The neural network `alexnet.features` expects an image tensor of shape
Nx3x224x224 as input and it will output a tensor of shape Nx256x6x6 . (N = batch size).

Compute the AlexNet features for each of your training, validation, and test data.
Here is an example code snippet showing how you can compute the AlexNet
features for some images (your actual code might be different):

```python
# img = ... a PyTorch tensor with shape [N,3,224,224] containing hand images ...
features = alexnet.features(img)
```

**Save the computed features**. You will be using these features as input to your
neural network in Part (b), and you do *not* want to re-compute the features
every time. Instead, run `alexnet.features` once for each image, and save the
result.


#### Part (b) - 3 pt

Build a convolutional neural network model that takes **as input** these AlexNet features,
and makes a prediction. Your model should be a subclass of `nn.Module`.

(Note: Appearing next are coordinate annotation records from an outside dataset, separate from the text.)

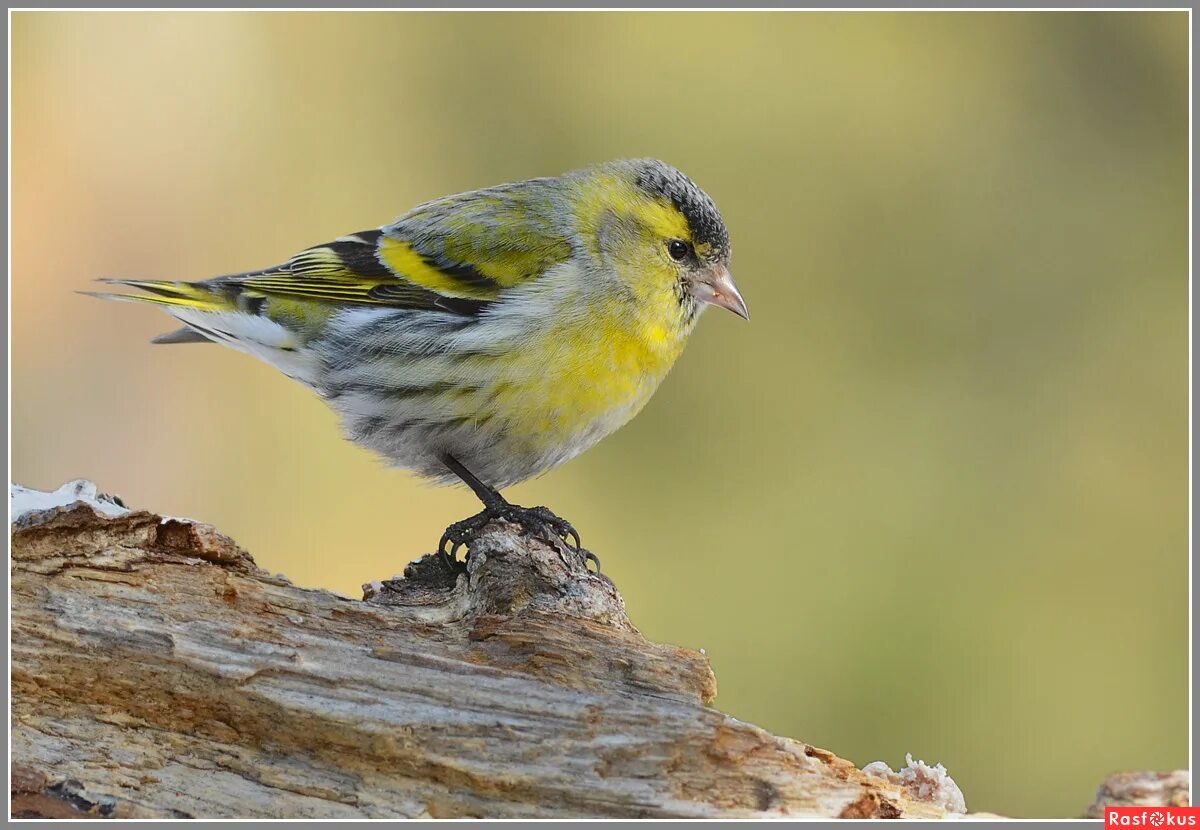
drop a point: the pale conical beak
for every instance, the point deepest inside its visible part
(717, 288)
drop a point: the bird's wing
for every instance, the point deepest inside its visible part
(455, 254)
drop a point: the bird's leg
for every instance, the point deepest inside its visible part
(496, 506)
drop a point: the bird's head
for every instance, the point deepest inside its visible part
(661, 234)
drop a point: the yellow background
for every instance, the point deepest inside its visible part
(931, 499)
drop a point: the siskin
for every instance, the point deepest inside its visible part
(487, 336)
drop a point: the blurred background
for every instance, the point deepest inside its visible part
(931, 499)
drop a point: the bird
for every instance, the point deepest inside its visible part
(484, 337)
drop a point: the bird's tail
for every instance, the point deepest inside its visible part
(178, 294)
(211, 312)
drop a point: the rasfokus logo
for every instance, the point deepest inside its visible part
(1151, 817)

Explain your choice of neural network architecture: how many layers did you choose?
What types of layers did you use: fully-connected or convolutional? What about other
decisions like pooling layers, activation functions, number of channels / hidden units
in each layer?

Here is an example of how your model may be called:

```python
# features = ... load precomputed alexnet.features(img) ...
output = model(features)
prob = F.softmax(output)
```

#### Part (c) - 5 pt

Train your new network, including any hyperparameter tuning.
Plot and submit the training curve of your best model only.

**Note**: Depending on how you are caching (saving) your AlexNet features,
PyTorch might still be tracking updates to the **AlexNet weights**, which we are not tuning.
One workaround is to convert your AlexNet feature tensor into a numpy array, and then back into a PyTorch tensor.

```python
tensor = torch.from_numpy(tensor.detach().numpy())
```

#### Part (d) - 2 pt

Report the test accuracy of your best model.
How does the test accuracy compare to part 4(d)?